- Founded: 2006
- Founder: Andy Turner (a.k.a. Aim) and Nicole Vergel de Dios (a.k.a. Niko)
- Genre: Electronic
- Country of origin: UK
- Location: Manchester
- Official website: http://www.aticrecords.com

= ATIC Records =

British independent record label

ATIC Records is an independent record label formed by British musician, DJ and producer, Aim (Andy Turner) and Niko (Nicole Vergel de Dios). They left Grand Central Records in early 2005 and started ATIC Records in June 2006.

As there had been limited funds available to promote his releases and attract guest performers, Turner had decided to move away from Grand Central prior to that label's collapse. Rather than sign to a new label, Turner decided to form his own, and in doing so gained greater control over the process of releasing his records and co-ordinating live performances.

Much of the artwork used for the label's releases and on the label's website was created by artist Alicia Vergel de Dios, sister of Niko.

==Artists==

- Aim
- Death of the Neighbourhood
- Niko

==Current releases==
- The first album to be released on ATIC was Aim's own Flight 602, released in the UK on 25 September 2006. It was preceded by the single, "Puget Sound". Unlike his previous albums, Flight 602 featured no guest rappers, and is a more instrumental affair.

- After Grand Central Records' demise, the copyright for Aim's records reverted to Turner's ownership.
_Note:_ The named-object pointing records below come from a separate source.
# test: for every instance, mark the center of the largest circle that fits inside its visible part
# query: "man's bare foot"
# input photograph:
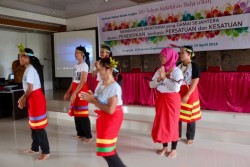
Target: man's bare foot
(172, 154)
(43, 157)
(162, 151)
(189, 142)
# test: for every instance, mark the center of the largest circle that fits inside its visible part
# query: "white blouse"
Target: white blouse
(168, 85)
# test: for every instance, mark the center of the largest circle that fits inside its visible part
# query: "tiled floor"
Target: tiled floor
(136, 150)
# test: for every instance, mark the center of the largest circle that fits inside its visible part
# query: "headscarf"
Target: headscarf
(171, 58)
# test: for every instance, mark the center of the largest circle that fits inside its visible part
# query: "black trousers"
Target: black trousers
(39, 138)
(83, 127)
(173, 145)
(190, 130)
(114, 161)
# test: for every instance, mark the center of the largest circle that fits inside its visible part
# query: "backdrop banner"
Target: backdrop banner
(204, 24)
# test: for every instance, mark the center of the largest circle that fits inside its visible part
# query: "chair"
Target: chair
(213, 68)
(135, 70)
(243, 68)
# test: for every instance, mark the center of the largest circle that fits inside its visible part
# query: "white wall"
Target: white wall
(40, 43)
(82, 22)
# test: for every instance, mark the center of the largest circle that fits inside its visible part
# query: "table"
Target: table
(222, 91)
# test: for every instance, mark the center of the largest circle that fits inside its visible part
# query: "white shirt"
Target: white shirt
(77, 71)
(187, 75)
(103, 93)
(31, 76)
(168, 85)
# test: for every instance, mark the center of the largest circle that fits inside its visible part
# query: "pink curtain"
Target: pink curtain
(223, 91)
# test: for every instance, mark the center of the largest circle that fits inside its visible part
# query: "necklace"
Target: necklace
(169, 72)
(100, 91)
(182, 64)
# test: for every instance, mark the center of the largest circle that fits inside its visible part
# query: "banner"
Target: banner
(204, 24)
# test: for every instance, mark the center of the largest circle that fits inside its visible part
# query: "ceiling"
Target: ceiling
(68, 8)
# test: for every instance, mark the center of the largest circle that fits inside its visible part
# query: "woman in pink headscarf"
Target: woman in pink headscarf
(167, 81)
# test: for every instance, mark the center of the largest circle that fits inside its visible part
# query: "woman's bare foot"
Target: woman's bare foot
(43, 157)
(29, 151)
(87, 140)
(189, 142)
(172, 154)
(162, 151)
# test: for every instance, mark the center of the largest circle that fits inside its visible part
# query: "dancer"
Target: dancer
(104, 53)
(108, 101)
(32, 83)
(190, 105)
(79, 108)
(167, 80)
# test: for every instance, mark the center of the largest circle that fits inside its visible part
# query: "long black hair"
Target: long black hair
(85, 53)
(106, 62)
(35, 62)
(106, 47)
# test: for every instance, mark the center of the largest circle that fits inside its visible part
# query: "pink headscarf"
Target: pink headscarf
(171, 57)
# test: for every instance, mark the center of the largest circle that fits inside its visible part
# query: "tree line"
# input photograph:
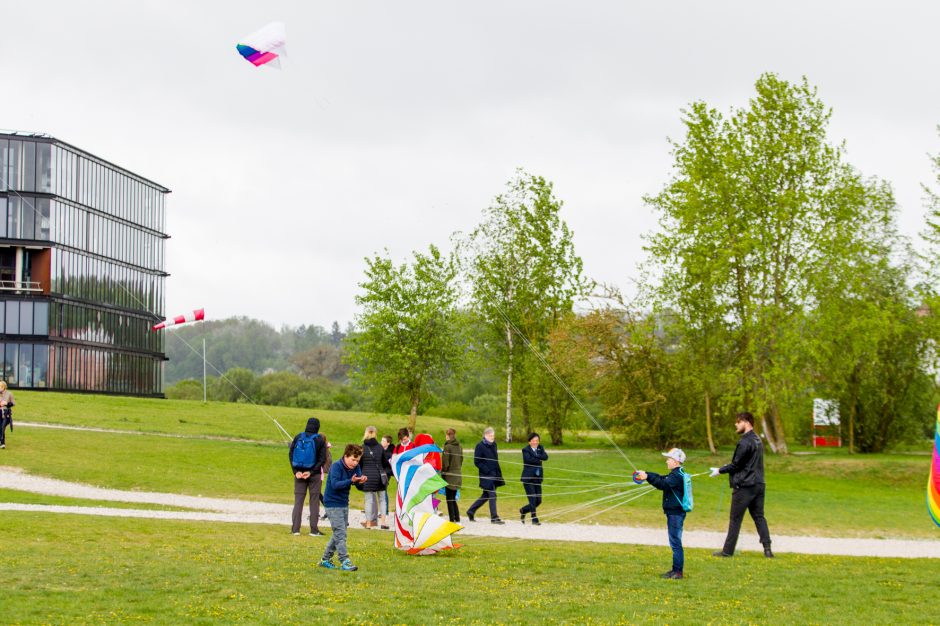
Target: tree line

He re-released his two studio albums Cold Water Music and Hinterland on ATIC in 2007, adding b-sides as extra tracks to each. He also re-released his singles collection Means of Production.
- The label's second new album release was a self-titled double-album from Stephen Jones' project, Death of the Neighbourhood, released in November 2008. Jones had previously worked with Aim, providing vocals for the track "Good Disease" from the album Hinterland.

- In February 2009, the debut album from Gripper was released, A Life Of Consummate Ease. The album features soul-based music from across the alternative spectrum, taking in beats, breaks, hip hop, psych, soul, funk, Latin, electronica, dub and deep house.

- The debut album from Cumbrian band The Witch and the Robot (often shortened in print to TWATr), On Safari was released on 28 September 2009. Unlike the instrumental hip hop of Aim, Gripper and their previous compatriots, TWATr's music is a modern guitar-based take on indie folk, and has been likened to bands such as British Sea Power and Gorky's Zygotic Mynci.

- Crowhead is the new recording name of Christian Wood (a.k.a. Woody), who had previously released music on Grand Central Records under the recording name, The Nudge. Wood is a DJ from Salford, Greater Manchester. As The Nudge, he released two 12" singles and released some additional tracks and remixes on Grand Central's compilation albums. As Crowhead, Wood had released 2 singles to date, Best Kept Secret (I Guess) (August 2009) and The Bends EP (September 2009). The debut Crowhead album, Born With Teeth, was recorded in The Nest, his Manchester studio, and features rappers MC Kwasi, Mikey D.O.N. (of Krispy 3) and Rusty Ps, as well as label-mate, Niko.

- A compilation album from the label, entitled Follow the Outline, was released on 25 January 2010. This featured rare and unreleased tracks from the label's artist roster.
- Hate & Love was released in 2012. Niko's second album was produced by Aim. 'The Daddy Remix' feat QNC was the first single from this release.
- DOTN REDUX from Death of the Neighbourhood was released on Christmas Eve 2012.

==Future releases==

- Aim is working as producer on fellow former-Grand Central artist and collaborator, Niko's second album, and on Sevens' forthcoming debut.
- Aim is preparing tracks for his fifth album of studio material, which will feature collaborations with QNC, Mikey D.O.N, Death of the Neighbourhood and James Yorkston.
- Gripper has returned to the studio to begin work on his second album. It is expected to be released in 2010.
- Aim has also started a new collaboration with the band Paperboy. Vocals are performed by Justin Helliwell, the singer from The Chelsea Flower Show, the fledgling band the pair were both members of in their younger days.